A true inspiration, Margaret Neill Quinn is not only kind and gracious, but someone who can teach us all about the importance of treating people with respect and dignity.
As a child, Margaret spent much of her youth in and out of children’s homes. With fond memories of trips to watch matinées at the Astoria Picturehouse, and day trips to North Berwick in the summer, it came as a shock when it was decided her home would close, with children being sent to Gogarburn instead.
Gogarburn was a terrible place; an institution for those deemed mentally handicapped. Margaret endured conditions that would be considered cruelty today. She didn’t have a voice, and she didn’t have a choice. Many years passed before Margaret was given an opportunity to leave the hospital. After being in an institution for most of her young life, the outside world was an overwhelming and scary place. No consideration was given to helping Margaret adapt to this new normal.
With many ups and downs, and a tremendous spirit, Margaret eventually escaped the confines of Gogarburn to enjoy a career working for the Young Women’s Christian Association, before becoming a cook at the Eastern General Hospital.
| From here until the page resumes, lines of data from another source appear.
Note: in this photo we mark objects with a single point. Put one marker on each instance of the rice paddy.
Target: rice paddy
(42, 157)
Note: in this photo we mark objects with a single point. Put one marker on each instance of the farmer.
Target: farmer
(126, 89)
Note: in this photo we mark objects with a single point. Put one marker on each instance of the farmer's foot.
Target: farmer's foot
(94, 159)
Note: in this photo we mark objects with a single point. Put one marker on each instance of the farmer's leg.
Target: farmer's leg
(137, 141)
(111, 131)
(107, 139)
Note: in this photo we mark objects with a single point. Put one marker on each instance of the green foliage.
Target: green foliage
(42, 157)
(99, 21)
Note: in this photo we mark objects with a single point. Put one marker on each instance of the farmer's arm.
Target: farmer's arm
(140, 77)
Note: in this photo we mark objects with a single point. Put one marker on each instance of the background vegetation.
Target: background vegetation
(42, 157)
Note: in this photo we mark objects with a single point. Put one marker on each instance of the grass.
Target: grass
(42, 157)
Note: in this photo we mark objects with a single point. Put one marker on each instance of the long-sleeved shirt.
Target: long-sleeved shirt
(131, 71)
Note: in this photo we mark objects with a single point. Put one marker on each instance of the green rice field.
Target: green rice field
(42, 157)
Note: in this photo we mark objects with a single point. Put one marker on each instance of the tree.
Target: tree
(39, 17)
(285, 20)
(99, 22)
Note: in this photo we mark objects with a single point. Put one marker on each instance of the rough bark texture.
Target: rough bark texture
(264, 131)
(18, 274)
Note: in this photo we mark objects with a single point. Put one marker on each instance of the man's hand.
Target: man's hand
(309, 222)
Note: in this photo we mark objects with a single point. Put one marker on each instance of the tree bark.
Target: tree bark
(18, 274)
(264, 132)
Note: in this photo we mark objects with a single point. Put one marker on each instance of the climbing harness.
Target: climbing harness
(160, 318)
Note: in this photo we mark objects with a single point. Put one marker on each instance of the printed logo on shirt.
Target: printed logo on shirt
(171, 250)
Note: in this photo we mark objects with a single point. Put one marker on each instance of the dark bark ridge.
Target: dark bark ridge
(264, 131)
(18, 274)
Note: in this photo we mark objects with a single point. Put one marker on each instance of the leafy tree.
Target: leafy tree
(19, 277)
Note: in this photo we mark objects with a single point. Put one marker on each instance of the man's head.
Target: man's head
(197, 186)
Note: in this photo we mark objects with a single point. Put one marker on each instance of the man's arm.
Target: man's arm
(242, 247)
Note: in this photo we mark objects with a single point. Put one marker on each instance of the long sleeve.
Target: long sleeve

Eventually, Margaret was able to live a life of choice. After retiring, she moved into her own home and travelled to places including St. Petersburg. She joined the Carr Gomm family over 20 years ago, and at 82, continues to enjoy life to the fullest. It hasn’t always been easy, but with guiding principles of kindness, respect, and understanding, Margaret continues to inspire us each and every day.
Below are some excerpts from Margaret’s book, My Life.
At Smeaton House, the house-parent-teachers were lovely. We had lovely parties and walks, and always got a half cake of McCowan’s toffee to eat on the way. Our food was cooked for us and we wanted for nothing. We were very fortunate children.
Nothing about Gogarburn was pleasant. It deprived me of a lot. There were cold baths, hitting with towels, and a lot of cruelty. There were no social workers, just psychiatrists.
We were classed as ‘mental defectives’. They showed us no respect whatsoever. We weren’t believed. It’s a treat to tell my story, to be believed. That is respect.
Dr Pilkington once asked me, ‘what are you doing here?’ I just smiled and said, ‘I think I’m here out of the way of the traffic.’ He couldn’t believe I was in the hospital. He couldn’t see a reason for me being there, but I was there.
I’ve been a fortunate person with good health and very many friends who have helped me through when times have been hard. I enjoy being busy and social, and love reading and watching documentaries.
Thank you Margaret for allowing us to share just a small part of your remarkable journey in the Carr Gomm newspaper. We loved listening to your wise words, and hope to do so again soon.